The Perseverance rover has spent almost two Earth years on Mars, which is just a single Martian year. With a full seasonal cycle in the books, researchers from the University of the Basque Country in Madrid have released the first detailed weather report from Perseverance. The study, published in Nature Geoscience, explores how temperature, wind speed, and atmospheric pressure vary over time in Jezero Crater.
Perseverance is equipped with seven major scientific instruments, including the MEDA (Mars Environmental Dynamics Analyzer). This tool is under the supervision of researcher José Antonio Rodríguez-Manfredi, who works at the university’s Centre for Astrobiology (CAB). MEDA includes sensors that can monitor temperature, pressure, wind speed, humidity, and dust concentrations.
Jezero Crater is near the planet’s equator, but it never gets very warm there. Perseverance reports the average temperature is -67 degrees Fahrenheit (-55 degrees Celsius), but the temperature swings wildly throughout the day, with temperatures between 50 and 60 degrees Celsius warmer during the day than at night. As temperatures drop off at night, so does the wind. The CAB researchers report that heating of the thin Martian atmosphere generates turbulent air movements due to convection. When the sun sets, the air settles. Perseverance recorded strong winds moving to the southeast during the day, reaching speeds of 82 feet (25 meters) per second. In the afternoon, winds dropped to just 13 feet (4 meters) per second, and the wind often died completely from 4 to 6 a.m. local time.
Pressure sensors in MEDA show a marked change throughout the year. The daily thermal cycle causes its own fluctuations, of course, but the melting and refreezing of the planet’s carbon dioxide ice caps produce a denser atmosphere during the Martian summer and a thinner one in the winter.
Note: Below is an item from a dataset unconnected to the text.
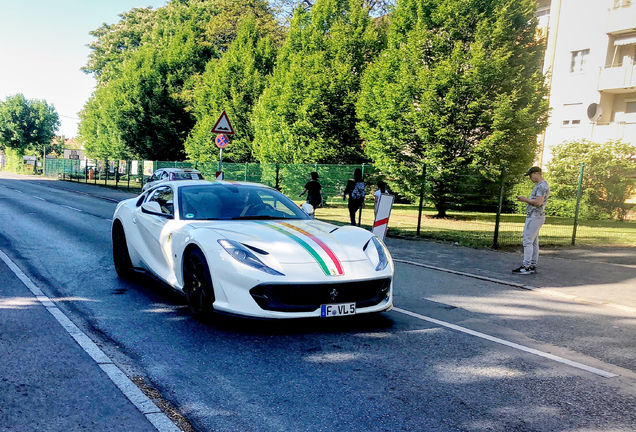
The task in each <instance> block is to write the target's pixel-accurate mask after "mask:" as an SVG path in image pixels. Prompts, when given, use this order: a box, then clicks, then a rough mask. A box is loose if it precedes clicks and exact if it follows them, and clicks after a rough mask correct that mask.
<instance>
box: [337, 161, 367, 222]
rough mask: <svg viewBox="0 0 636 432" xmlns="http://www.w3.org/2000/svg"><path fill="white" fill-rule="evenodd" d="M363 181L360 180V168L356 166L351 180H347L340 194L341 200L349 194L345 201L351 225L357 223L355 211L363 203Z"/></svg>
mask: <svg viewBox="0 0 636 432" xmlns="http://www.w3.org/2000/svg"><path fill="white" fill-rule="evenodd" d="M365 193H366V192H365V190H364V181H363V180H362V170H361V169H360V168H356V169H355V170H354V171H353V180H351V179H350V180H349V181H348V182H347V187H346V188H345V190H344V193H343V194H342V200H343V201H344V200H345V199H347V195H349V202H348V203H347V207H348V208H349V217H350V218H351V225H357V223H356V212H357V211H358V210H359V209H360V208H361V207H362V205H363V204H364V195H365Z"/></svg>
NASA chose Jezero Crater as the landing zone because there’s a huge ancient river delta inside it that could contain evidence of ancient life. As it turns out, Jezero Crater also has an extraordinary number of whirlwinds (or dust devils, if you prefer) compared with other regions on Mars. Perseverance regularly detected very large whirlwinds measuring more than 328 feet (100 meters) in diameter.
While it’s nice to have a weather report from another world, it’s more than a novelty. A better understanding of the Martian atmosphere will help NASA plan future automated missions, as well as hypothetical future crewed Mars landings. Perseverance can pave the way while it searches for its next prized rock sample.